Most officials in attendance agreed that JCP&L did not effectively communicate with their towns during the hurricane and that many were left without the information they needed to get out to residents.
"It was absolutely poor execution by JCP&L," Marlboro Mayor Jonathan Hornik said.
"A little anger and venting is exactly what JCP&L needs to hear," Long Branch Mayor Adam Schneider said.
The discussion was hosted by Tinton Falls Mayor Michael Skudera and Middletown Mayor Tony Fiore.
"The goal for today is not for this to become a gripe session," Fiore said. "We wanted to meet, get feedback and go through the proper channels to get this information out."
"This is a utility company that we do not control, so we want to think of what things we can do for the next time this happens," Skudera said.
Fiore outlined some ideas that he had come up with that he felt could improve JCP&L's communication with towns.
- JCP&L's update calls with mayors should be regional and not statewide;
- How outages are reported needs to be addressed;
- A need for better communication between JCP&L and Verizon;
- JCP&L needs a better understanding of each town's grid;
- JCP&L needs to know which streets are a priority in town when outages are reported;
- Towns needs to know what JCP&L's infrastructure improvements are.
The mayors and office of emergency management officials also met to have a round-table discussion about JCP&L, but that part of the meeting was not open to the public or media.

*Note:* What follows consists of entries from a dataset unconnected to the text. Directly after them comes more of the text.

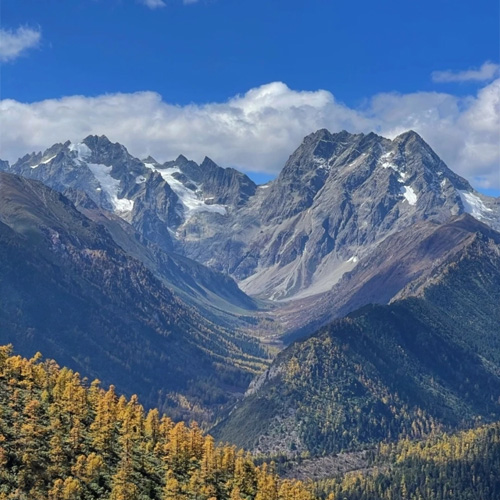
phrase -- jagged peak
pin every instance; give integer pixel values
(208, 163)
(150, 160)
(409, 135)
(181, 159)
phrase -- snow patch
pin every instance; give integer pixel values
(474, 205)
(409, 194)
(43, 162)
(190, 200)
(82, 151)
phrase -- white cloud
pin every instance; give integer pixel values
(154, 4)
(14, 43)
(257, 131)
(488, 71)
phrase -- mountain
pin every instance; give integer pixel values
(312, 243)
(215, 295)
(338, 197)
(430, 360)
(70, 290)
(459, 467)
(156, 199)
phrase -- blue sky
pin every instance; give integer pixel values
(216, 64)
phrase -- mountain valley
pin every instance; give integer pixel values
(351, 301)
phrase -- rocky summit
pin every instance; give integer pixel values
(336, 199)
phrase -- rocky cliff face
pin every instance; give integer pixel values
(337, 198)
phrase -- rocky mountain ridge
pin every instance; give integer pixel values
(337, 199)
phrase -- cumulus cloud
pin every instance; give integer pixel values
(258, 130)
(488, 71)
(154, 4)
(15, 43)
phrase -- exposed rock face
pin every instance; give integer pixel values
(431, 356)
(337, 198)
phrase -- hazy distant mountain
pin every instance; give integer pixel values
(69, 290)
(429, 360)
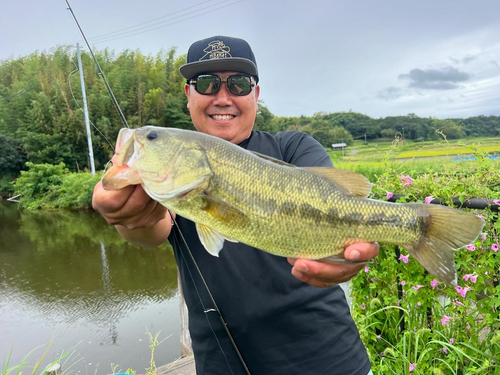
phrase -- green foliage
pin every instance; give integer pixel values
(53, 186)
(12, 157)
(447, 330)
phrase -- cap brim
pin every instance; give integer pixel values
(235, 64)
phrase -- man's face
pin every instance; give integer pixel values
(224, 115)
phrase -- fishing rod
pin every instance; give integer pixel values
(212, 299)
(115, 102)
(215, 307)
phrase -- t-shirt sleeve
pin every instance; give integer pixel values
(302, 150)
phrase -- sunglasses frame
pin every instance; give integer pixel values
(194, 81)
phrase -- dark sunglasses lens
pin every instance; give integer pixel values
(239, 85)
(207, 84)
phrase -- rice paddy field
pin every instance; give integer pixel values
(458, 156)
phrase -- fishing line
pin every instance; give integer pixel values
(215, 307)
(115, 102)
(81, 109)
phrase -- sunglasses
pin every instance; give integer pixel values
(237, 84)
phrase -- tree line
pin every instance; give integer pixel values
(41, 117)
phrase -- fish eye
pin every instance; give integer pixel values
(152, 135)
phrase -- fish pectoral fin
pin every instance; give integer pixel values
(339, 258)
(270, 158)
(351, 183)
(228, 215)
(210, 239)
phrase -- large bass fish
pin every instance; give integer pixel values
(238, 195)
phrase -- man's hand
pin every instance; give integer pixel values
(323, 274)
(137, 217)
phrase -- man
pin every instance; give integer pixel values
(281, 319)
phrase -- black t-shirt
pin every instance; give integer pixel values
(280, 324)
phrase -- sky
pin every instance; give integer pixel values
(433, 58)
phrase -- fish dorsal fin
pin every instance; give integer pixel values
(210, 239)
(353, 184)
(223, 212)
(274, 160)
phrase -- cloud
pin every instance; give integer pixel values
(435, 79)
(390, 93)
(464, 60)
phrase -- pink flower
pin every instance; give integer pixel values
(462, 291)
(404, 258)
(445, 319)
(471, 247)
(407, 180)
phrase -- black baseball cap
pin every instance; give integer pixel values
(219, 53)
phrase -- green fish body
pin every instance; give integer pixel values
(314, 213)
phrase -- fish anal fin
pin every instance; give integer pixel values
(448, 230)
(352, 183)
(225, 213)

Holmdel Mayor Patrick Impreveduto said whatever decisions were made by the officials should be given to the Monmouth County Board of Chosen Freeholders.
"We need to have them expedite what we are trying to do," Impreveduto said.
Freeholder Tom Arnone agreed and said JCP&L must show its capital plan with the county and municipalities.
"The JCP&L representatives we talked to had no answers for us," Arnone said.